Comment 5 pub-w3 2012-11-15 00:40:34 UTC
The easiest solution is probably to add the algorithm to index.py:

@@ -5,6 +5,13 @@ data = json.loads(open("indexes.json", "r").read())
 # Copy from ftp://ftp.unicode.org/Public/UNIDATA/UnicodeData.txt
 names = open("UnicodeData.txt", "r").readlines()
 
+jamo = [["G","GG","N","D","DD","R","M","B","BB","S","SS","","J","JJ","C","K",
+         "T","P","H"],
+        ["A","AE","YA","YAE","EO","E","YEO","YE","O","WA","WAE","OE","YO","U",
+         "WEO","WE","WI","YU","EU","YI","I"],
+        ["","G","GG","GS","N","NJ","NH","D","L","LG","LM","LB","LS","LT","LP",
+         "LH","M","B","BS","S","SS","NG","J","C","K","T","P","H"]]
+
 def char(cp):
     if cp > 0xFFFF:
         hi, lo = divmod(cp-0x10000, 0x400)

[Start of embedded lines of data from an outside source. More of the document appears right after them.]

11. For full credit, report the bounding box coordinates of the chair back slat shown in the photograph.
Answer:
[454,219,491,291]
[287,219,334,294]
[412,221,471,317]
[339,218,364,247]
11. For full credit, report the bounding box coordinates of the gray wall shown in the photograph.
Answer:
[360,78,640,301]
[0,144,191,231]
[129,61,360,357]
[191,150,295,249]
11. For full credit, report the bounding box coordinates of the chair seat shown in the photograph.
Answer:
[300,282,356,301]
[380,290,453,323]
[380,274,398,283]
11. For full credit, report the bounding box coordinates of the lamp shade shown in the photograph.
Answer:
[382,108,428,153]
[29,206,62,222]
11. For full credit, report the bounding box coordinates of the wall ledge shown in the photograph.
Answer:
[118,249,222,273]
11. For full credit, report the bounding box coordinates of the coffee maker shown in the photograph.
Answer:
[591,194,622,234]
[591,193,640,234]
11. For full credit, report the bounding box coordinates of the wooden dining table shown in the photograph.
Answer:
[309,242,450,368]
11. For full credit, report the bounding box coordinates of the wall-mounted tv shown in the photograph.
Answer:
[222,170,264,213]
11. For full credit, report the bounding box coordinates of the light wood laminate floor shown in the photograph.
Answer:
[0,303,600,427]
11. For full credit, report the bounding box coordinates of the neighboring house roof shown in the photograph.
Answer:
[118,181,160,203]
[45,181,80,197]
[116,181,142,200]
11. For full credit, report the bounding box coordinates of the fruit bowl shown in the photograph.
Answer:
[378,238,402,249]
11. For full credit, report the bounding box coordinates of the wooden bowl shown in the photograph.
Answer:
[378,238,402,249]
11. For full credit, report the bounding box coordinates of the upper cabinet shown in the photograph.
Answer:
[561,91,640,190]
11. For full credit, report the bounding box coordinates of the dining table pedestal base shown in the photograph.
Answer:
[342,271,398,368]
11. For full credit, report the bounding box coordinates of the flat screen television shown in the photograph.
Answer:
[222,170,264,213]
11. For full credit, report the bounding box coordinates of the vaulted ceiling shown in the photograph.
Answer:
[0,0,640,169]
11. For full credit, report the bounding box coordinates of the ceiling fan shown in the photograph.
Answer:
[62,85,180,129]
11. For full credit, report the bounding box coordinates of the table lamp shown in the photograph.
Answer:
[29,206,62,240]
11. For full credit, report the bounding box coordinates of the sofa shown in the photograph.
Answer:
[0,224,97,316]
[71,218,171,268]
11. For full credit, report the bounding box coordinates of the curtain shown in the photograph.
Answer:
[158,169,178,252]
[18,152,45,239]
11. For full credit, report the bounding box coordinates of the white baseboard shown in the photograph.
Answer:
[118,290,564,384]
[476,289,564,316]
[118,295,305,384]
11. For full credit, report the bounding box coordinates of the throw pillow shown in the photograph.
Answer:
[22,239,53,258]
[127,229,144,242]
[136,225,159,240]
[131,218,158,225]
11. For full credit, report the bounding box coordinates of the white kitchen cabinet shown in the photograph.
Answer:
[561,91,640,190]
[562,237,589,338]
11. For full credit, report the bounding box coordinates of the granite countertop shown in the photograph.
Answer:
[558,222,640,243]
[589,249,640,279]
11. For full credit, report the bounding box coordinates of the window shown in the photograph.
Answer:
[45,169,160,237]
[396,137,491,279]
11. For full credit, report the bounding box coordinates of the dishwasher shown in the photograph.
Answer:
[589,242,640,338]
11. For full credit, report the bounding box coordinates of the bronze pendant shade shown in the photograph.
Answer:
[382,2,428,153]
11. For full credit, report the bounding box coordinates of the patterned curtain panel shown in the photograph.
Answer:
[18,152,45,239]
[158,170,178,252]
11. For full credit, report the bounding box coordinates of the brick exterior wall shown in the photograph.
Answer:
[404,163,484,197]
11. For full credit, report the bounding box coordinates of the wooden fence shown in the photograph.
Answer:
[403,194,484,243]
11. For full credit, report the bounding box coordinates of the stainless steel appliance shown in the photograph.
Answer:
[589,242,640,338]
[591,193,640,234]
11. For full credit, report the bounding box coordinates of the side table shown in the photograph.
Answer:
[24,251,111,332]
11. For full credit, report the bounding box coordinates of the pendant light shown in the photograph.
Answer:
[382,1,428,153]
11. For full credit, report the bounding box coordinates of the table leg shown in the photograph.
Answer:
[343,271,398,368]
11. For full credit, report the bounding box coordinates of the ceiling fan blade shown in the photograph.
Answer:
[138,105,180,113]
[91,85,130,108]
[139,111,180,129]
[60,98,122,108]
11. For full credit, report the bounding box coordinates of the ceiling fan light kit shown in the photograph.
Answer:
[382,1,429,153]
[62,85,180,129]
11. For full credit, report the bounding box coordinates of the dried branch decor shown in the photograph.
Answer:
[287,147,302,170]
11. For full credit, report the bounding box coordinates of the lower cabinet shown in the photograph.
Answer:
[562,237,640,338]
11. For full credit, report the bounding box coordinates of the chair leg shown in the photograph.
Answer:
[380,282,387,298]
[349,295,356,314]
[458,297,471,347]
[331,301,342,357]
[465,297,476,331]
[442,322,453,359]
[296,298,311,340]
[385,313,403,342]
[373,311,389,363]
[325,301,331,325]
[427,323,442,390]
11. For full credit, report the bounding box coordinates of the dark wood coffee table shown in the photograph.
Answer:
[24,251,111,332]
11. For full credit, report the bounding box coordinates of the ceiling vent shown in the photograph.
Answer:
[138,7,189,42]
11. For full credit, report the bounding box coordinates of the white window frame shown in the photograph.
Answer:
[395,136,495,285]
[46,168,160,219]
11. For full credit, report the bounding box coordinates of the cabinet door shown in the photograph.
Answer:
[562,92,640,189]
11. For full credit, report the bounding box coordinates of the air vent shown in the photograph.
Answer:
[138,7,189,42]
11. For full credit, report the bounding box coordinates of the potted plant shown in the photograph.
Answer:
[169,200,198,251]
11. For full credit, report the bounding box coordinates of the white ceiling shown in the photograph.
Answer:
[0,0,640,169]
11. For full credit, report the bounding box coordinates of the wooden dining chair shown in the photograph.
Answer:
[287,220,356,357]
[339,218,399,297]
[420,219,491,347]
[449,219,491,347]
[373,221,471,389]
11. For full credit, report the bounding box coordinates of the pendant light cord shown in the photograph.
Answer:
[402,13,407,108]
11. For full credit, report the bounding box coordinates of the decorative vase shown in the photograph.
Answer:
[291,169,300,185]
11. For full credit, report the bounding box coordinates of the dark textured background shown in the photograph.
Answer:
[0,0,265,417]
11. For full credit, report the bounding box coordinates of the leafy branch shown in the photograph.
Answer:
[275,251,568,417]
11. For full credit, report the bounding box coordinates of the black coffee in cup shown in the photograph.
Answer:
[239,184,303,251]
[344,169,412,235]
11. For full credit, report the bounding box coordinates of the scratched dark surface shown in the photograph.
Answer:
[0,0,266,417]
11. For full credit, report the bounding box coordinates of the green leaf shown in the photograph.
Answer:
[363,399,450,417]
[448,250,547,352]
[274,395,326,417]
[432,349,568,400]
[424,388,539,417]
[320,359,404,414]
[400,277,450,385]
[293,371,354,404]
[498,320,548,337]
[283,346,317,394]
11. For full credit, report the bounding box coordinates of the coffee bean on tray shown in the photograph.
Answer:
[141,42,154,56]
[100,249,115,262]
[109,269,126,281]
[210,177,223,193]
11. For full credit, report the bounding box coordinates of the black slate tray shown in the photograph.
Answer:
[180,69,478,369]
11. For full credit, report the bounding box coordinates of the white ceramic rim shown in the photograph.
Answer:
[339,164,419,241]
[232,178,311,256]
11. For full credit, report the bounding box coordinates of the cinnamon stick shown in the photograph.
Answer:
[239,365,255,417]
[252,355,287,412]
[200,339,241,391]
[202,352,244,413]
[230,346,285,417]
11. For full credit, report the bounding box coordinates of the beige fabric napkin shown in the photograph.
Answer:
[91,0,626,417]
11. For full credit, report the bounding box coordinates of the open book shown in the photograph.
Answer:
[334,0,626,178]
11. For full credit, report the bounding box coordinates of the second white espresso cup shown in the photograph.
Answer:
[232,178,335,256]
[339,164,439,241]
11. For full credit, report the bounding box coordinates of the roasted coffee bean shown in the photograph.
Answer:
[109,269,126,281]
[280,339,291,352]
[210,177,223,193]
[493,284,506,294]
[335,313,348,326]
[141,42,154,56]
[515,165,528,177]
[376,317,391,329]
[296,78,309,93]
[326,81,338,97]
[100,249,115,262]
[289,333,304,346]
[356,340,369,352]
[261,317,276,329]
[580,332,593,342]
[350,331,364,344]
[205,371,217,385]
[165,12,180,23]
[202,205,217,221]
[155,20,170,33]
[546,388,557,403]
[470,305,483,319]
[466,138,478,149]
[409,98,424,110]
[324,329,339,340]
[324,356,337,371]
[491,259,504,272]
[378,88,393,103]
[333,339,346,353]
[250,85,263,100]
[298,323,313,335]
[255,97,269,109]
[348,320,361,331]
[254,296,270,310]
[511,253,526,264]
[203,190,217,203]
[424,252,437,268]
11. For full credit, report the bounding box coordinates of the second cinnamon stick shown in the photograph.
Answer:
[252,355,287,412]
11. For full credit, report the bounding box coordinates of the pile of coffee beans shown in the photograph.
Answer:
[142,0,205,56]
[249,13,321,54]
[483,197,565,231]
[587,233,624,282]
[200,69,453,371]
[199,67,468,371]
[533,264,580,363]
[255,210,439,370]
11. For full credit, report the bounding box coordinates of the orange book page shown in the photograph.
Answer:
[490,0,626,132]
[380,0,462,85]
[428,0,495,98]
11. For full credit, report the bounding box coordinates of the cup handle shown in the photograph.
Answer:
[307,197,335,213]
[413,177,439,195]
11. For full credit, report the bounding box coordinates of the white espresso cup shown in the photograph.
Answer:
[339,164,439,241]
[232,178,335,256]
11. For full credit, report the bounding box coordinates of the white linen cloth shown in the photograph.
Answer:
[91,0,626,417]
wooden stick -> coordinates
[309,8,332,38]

@@ -23,7 +30,9 @@ def get_name(cp):
     elif cp >= 0x4E00 and cp <= 0x9FCB:
         return "<CJK Ideograph>"
     elif cp >= 0xAC00 and cp <= 0xD7A3:
-        return "<Hangul Syllable>"
+        i = cp - 0xAC00
+        s = jamo[0][i/21/28] + jamo[1][i%(21*28)/28] + jamo[2][i%28]
+        return "HANGUL SYLLABLE " + s
     elif cp >= 0xE000 and cp <= 0xF8FF:
         return "<Private Use>"
     elif cp >= 0x20000 and cp <= 0x2A6D6:
Comment 6 pub-w3 2012-11-15 01:43:21 UTC
Alternative, slightly simpler formula:
s = jamo[0][i/21/28] + jamo[1][i/28%21] + jamo[2][i%28]
Comment 8 pub-w3 2013-01-19 15:00:41 UTC
It would make more sense to write the first division as i/28/21.
(This does of course make no difference to the result, and this code is not part of the specification, so I leave the bug closed.)
Comment 9 Anne 2013-01-21 16:25:24 UTC
Done.